# iPod in X3 via Belkin & AUX (PICS)



## arcticdog (Feb 1, 2005)

I recently updated my X3 iPod mounting/installation. I added a power outlet (part from Radio Shack) in the glovebox and tapped into the fuse box above directly. I choose a blank fuse slot in the upper-LEFT bank. This upper-left bank is accessory-switched power (key in first position), so now the iPod only (usefully) gets power when the radio is also powered. When the key is removed, the iPod will sense no more power coming from the charger, and after pausing play, will shut off automatically. (FYI: the upper-RIGHT bank of fuses are switched when the key is ON, or in the second position - good for tapping a radar dectector. All the fuses on the BOTTOM are constantly powered.)
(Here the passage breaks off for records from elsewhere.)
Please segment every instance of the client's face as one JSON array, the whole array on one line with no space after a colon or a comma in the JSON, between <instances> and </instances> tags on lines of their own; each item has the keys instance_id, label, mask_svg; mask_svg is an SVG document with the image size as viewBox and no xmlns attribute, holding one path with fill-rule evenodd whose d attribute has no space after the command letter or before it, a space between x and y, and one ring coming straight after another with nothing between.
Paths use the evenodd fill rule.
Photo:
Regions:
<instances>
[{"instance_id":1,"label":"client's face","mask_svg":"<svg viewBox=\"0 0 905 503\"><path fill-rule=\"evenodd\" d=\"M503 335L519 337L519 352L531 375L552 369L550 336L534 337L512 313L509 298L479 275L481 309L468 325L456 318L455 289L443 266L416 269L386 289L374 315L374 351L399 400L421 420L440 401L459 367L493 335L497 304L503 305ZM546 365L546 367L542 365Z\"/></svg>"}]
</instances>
By moving the power source into the glovebox, the Belkin charger and the aux connections are now hidden inside the glovebox. Only one cable snakes out to be connected to the iPod. I also get to cover the ashtray again and regain the center cigarette lighter outlet for other use.










UPDATED IPOD GALLERY HERE


----------



## ddew (Feb 17, 2005)

*Any trouble?*

Was the glove box the only place your dealer would put the AUX input? And did you have any problems with them telling you it can't be done with the NAV, etc? I have NAV and I'm scheduled to get Sirius and the AUX installed next week, but the service manager thought it wouldn't support adding the AUX as well. Thanks.


----------



## pinggoy18 (Feb 24, 2005)

*ey*

i have a 99 328i i think its not ipod ready...wat can u suggest on how to install my ipod but not using the cassette tape kit.anything not expensive cos bmw parts are asking 300 just installation..wat u think any options..?i want to get controls from my steering wheel also to my ipod if not il just use the AUX mode..anysuggestions?bout the one ur using now?can u use the control from the steering?tnx


----------



## pinggoy18 (Feb 24, 2005)

*wer to get the parts u used?tnx*

the mount?tnx


----------